Research and art
The collaboration will investigate the response of communities to the changing use of the countryside in a post-Brexit future and how it will shape the future of land use, focusing on greener practices in energy production, agriculture and tourism.
The joint project will also investigate the community’s relationship to political decisions being made about their future in often distant places.
The commission has been organised by the CRE, along with Newcastle University’s Institute for Creative Arts Practice (NICAP) and Northumberland-based arts organisation Berwick Visual Arts. It begins this month and will span the period before and after the official date for leaving the EU, 29 March 2019.
Dr Paul Cowie, who will lead the project on behalf of the CRE, said: “Artists and academic researchers are seeking to understand what people think and feel about a particular issue but often approach this understanding in very different ways.
“This collaboration offers the opportunity to meld creative and academic methods in new ways which truly engage communities in research and art.”
Brexit is a once in a generation event which will have a long-lasting impact on all parts of the UK. However, the impact on rural areas is expected to be particularly significant.

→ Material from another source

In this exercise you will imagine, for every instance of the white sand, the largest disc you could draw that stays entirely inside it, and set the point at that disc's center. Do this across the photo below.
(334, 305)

The commission builds on the recently published report by the CRE ‘Brexit: Implications for the rural north of England’, which found these areas need greater devolved decision making and a single, co-ordinated voice to avoid long-term issues being made worse by Brexit.
Gemma is a moving image artist, primarily working in installation, digital books and short films. Her work uses narrative and visual storytelling, to explore how individuals negotiate their own personal journeys in a wider context of environmental change.
“I am really delighted to be reunited with the Centre for Rural Economy and Berwick Visual Arts and be supported by the Institute for Creative Arts Practice to collaborate on this project,” she said.
“This is an exciting opportunity to hear directly from individuals affected by Brexit in the rural North East and make their voices heard to as wide an audience as possible.”
Gemma will develop the results of the research into a longer term project, creating an interactive moving image landscape, interweaving the stories of individuals from the communities reached during the research process to map their changing relationship to the landscape in the aftermath of Brexit. This will be shared publically to help wider audiences understand its impact.
James Lowther, from Berwick Visual Arts, said: “We first worked with Gemma in 2016 during her residency with Berwick Visual Arts when she researched dairy farming in Northumberland.
“We are delighted to be working with her again, she has an excellent ability to interpret complex issues in an engaging and accessible way and we look forward to seeing the outcomes of this research.”